I mean, do you get what that means? I’d finished school just over a month ago. Leaving me behind to sort things out with all the freaks is damned close to manslaughter. And all that cash, unbelievable! How come I never got that lucky? Man, she’d turned nineteen on the fifteenth. You can’t do that, not to your only brother!
The wind was taking up fallen leaves and sand and plastic shit lying around. Except for some lonely Mario Lanza singing fom my parents’ stereo everything was silent. Except for the banging in my head. Life was so unfair – turning my sister into some rich bitch.
Such desperate moments always drove me out onto the square. The fresh air made it easier for me to get over loneliness and sadness or whatever I had exploding in my mind. I was lucky – there wasn’t another frigging soul around. I climbed up the lamppost, the only source of light in the darkness. From up there, everything looked different, even the rathole some dumbass once named Midville. Shitville would have been a better fit. Midville, ha. Right in the middle of the world’s biggest emptiness. As if God forgot to fill out a blank on his map. Some two hundred people stuck in a village and a few Indians running around the surrounding reservations badly decorating the desert.

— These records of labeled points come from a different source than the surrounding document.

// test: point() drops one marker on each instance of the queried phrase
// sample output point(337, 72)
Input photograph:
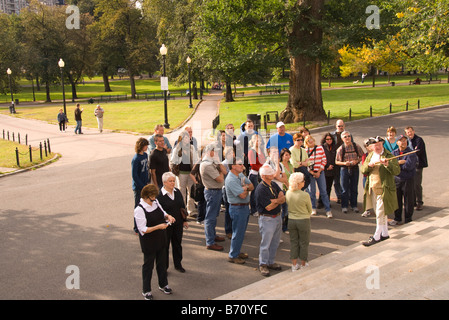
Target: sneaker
point(236, 260)
point(393, 223)
point(274, 266)
point(147, 296)
point(370, 241)
point(215, 247)
point(166, 289)
point(366, 214)
point(264, 270)
point(243, 255)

With the green light shining on my head and the mosquitos dancing around me, I finally felt free. I looked over at old George Washington’s rotting statue, the damn cash cow. I’d often thought about how in God’s name this piece of art-junk had found its way here, amidst this bunch of lost desert freaks. Nobody knew and of course nobody cared. So I kept on speculating. Maybe it got too heavy after three of the four horses on the wagon pulling George from Oklahoma to L.A. succumbed to the killing heat. Or the artist imagined, after having stared a little too long into the desert sun, his George being cross-eyed - which of course he wasn’t.
Over time I’d come to the conclusion that the most logical explanation for the presence of the mysterious piece of metal amidst our community is the following. When the artist discovered a fucked up melting process caused the thing to fall apart, he decided to dump it here, instead of after having endured desert’s burning hell, exposing himself to eternal damnation by his embittered customers in L.A. That’s why Midville’s George is probably the only one in the country which has birds peeking out of his eyeballs and flies nesting in his horse’s ass, swarming at you in giant flocks whenever you hit the copper.

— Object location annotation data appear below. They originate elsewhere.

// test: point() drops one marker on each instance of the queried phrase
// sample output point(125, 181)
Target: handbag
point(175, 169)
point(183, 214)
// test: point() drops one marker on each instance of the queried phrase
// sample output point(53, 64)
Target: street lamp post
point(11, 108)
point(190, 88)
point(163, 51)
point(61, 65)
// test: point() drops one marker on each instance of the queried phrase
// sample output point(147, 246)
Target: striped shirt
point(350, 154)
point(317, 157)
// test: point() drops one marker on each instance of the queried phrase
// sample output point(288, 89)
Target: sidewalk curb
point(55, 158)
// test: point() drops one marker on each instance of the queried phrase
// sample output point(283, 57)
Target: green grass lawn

I also thought a lot about what would have become of the real George if he’d had a sister like Lucy, which I guess he hadn’t. He would never have cared of becoming president.

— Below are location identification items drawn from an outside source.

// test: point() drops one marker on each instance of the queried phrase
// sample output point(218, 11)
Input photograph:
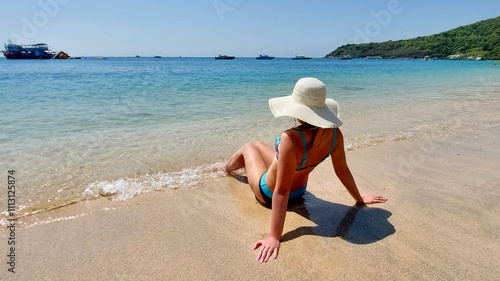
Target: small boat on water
point(264, 57)
point(301, 57)
point(345, 58)
point(224, 57)
point(36, 51)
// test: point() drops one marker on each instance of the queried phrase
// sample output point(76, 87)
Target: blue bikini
point(267, 194)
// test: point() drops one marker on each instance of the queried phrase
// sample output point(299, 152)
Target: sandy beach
point(442, 222)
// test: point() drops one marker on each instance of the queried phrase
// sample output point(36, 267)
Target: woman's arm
point(342, 170)
point(284, 178)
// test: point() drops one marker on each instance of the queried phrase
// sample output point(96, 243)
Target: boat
point(345, 58)
point(62, 56)
point(301, 57)
point(264, 57)
point(36, 51)
point(224, 57)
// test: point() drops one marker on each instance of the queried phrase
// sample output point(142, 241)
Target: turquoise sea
point(79, 129)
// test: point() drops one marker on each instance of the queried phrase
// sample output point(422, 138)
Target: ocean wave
point(126, 188)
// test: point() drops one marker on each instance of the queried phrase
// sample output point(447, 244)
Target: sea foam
point(126, 188)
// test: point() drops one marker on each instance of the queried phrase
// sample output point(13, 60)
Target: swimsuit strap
point(276, 144)
point(305, 150)
point(333, 144)
point(331, 149)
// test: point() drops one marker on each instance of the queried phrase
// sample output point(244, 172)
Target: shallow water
point(76, 129)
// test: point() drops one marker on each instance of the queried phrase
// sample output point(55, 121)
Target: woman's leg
point(250, 157)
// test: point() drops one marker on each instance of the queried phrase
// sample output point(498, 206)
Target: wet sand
point(442, 222)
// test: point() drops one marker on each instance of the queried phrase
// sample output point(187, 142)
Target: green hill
point(480, 39)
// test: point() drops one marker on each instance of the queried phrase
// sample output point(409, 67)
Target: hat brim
point(325, 117)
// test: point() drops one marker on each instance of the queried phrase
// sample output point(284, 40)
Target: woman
point(277, 175)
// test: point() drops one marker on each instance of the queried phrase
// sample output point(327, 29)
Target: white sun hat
point(308, 103)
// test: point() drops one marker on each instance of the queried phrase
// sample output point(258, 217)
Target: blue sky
point(234, 27)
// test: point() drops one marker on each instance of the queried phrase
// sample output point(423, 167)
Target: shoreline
point(441, 222)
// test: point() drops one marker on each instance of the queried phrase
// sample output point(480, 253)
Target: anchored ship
point(36, 51)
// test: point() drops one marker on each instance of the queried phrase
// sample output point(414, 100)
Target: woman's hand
point(371, 199)
point(269, 245)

I know she’s my sister and all, but man, she sure is one hot bitch. Her looks would instantly knock out any Hollywood talent scout. That is, if ever there would have been one so stupid as to lose his way here, which of course there hadn’t.
Here’s a short description, makes it easier to follow the story. Imagine a redhead – darkred that is - pretty face, full lips, a nice set of knockers, bowling ball size, eraserhead nipples shooting through the bra, as if pointing a twin barreled shotgun straight into your face. Legs? Natural beauty. You won’t find anything like those on ebay. In spring and later in summer, when you just don’t need anything over your T, she’d simply forget to put something underneath – which of course had any guy falling into instant coma.
One day I watched her through the bathroom keyhole as she turned her rack to the sunlight. She just adjusted the shades a little so that the sunrays strifing her nipples shot two pencil-sized shadows onto her flat belly. She looked at her reflection in the mirror, saw that it was good, smiled her little smile and put on some thin whatever with more than enough holes for her arms and head to pop through. Then she sprayed a dustcloud of perfume into her hair and walked out to welcome new fans. Needless to say the boys in school stuck to her like the flies sticking to my forehead. But she didn’t want any of that. She was waiting for someone better.
Breakfast’s peace often got disrupted by Dad shouting at Lucy’s outfit.
“Madre Mia!” - Dad’s shouts were often multilingual. “You look like some cheap tabledance slut. Where did you bury your decency? Ugh! I won’t allow you to go outside dressed like this!”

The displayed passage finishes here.